“If you’re just going to sit there and stare at me, I’m going to bed,” Elvis Presley said, breaking an awkward silence when the Beatles visited him on August 27, 1965. As midnight snacks for his guests, he requested broiled chicken-livers wrapped in bacon and sweet-and-sour meatballs.
Miscellany
Thirty to sixty million—the estimate of buffalo in the United States in the early 1800s. 1,200—the estimate some ninety years later.
“I’m not leaving, and by the way I’m hungry,” President George W. Bush said on September 13, 2001, when he was told there was a credible threat to the White House. He ordered a cheeseburger.
Scurvy, or lack of vitamin C, killed the Danish-born explorer Vitus Bering in 1741. His men survived by clubbing seals—after smashing the cranium, brains spilling out and teeth in shards, “the beast still attacks the men with his flippers,” one sailor recalled.
“Hunger is the best sauce in the world,” wrote Miguel de Cervantes in Part II, Chapter V, of Don Quixote, published in 1615.

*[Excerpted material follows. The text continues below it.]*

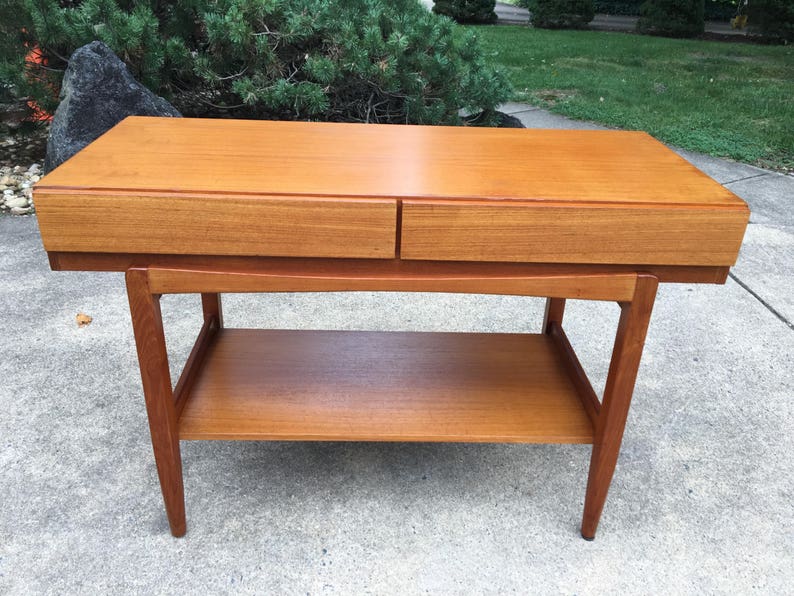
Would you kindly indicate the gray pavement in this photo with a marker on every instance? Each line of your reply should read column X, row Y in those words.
column 701, row 501
column 509, row 14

Cornbread, hot biscuits, wheat bread, and fried chicken were among the foods that Mark Twain said couldn’t be cooked north of the Mason-Dixon line.
About cilantro in a dish, Julia Child said, “I would pick it out if I saw it and throw it on the floor.”
The choirmaster of the Cologne Cathedral gave sugar sticks to his young singers to keep them quiet during the long Nativity ceremony in 1670. They were shaped like a shepherd’s crook.
Charles Lindbergh bought five sandwiches for his flight across the Atlantic in 1927, saying, “If I get to Paris, I won’t need any more, and if I don’t get to Paris, I won’t need any more either.” It took him thirty-three and a half hours. Amelia Earhart in 1932 flew across the Atlantic in fourteen hours and fifty-six minutes, during which she drank chicken soup from a thermos, and a can of tomato juice—opened with an ice pick.
Between 1959 and 1962 in China, Mao Zedong’s Great Leap Forward increased industrial growth at the expense of agricultural output. More than 45 million people perished from famine and disease, as well as from floods, droughts, and locusts.
At thirty-one ounces, the Trenta, a new drink size introduced by Starbucks in 2011, holds the same volume as the average capacity of the human stomach.
As a young man studying in Amsterdam, Vincent van Gogh on August 18, 1877, wrote to his brother Theo, “I breakfasted on a piece of dry bread and a glass of beer—that is what Dickens advises for those who are on the point of committing suicide, as being a good way to keep them, at least for some time, from their purpose.”
The first Olympic champion on record, Coroebus, was a cook. He won the sprint in 776 BC.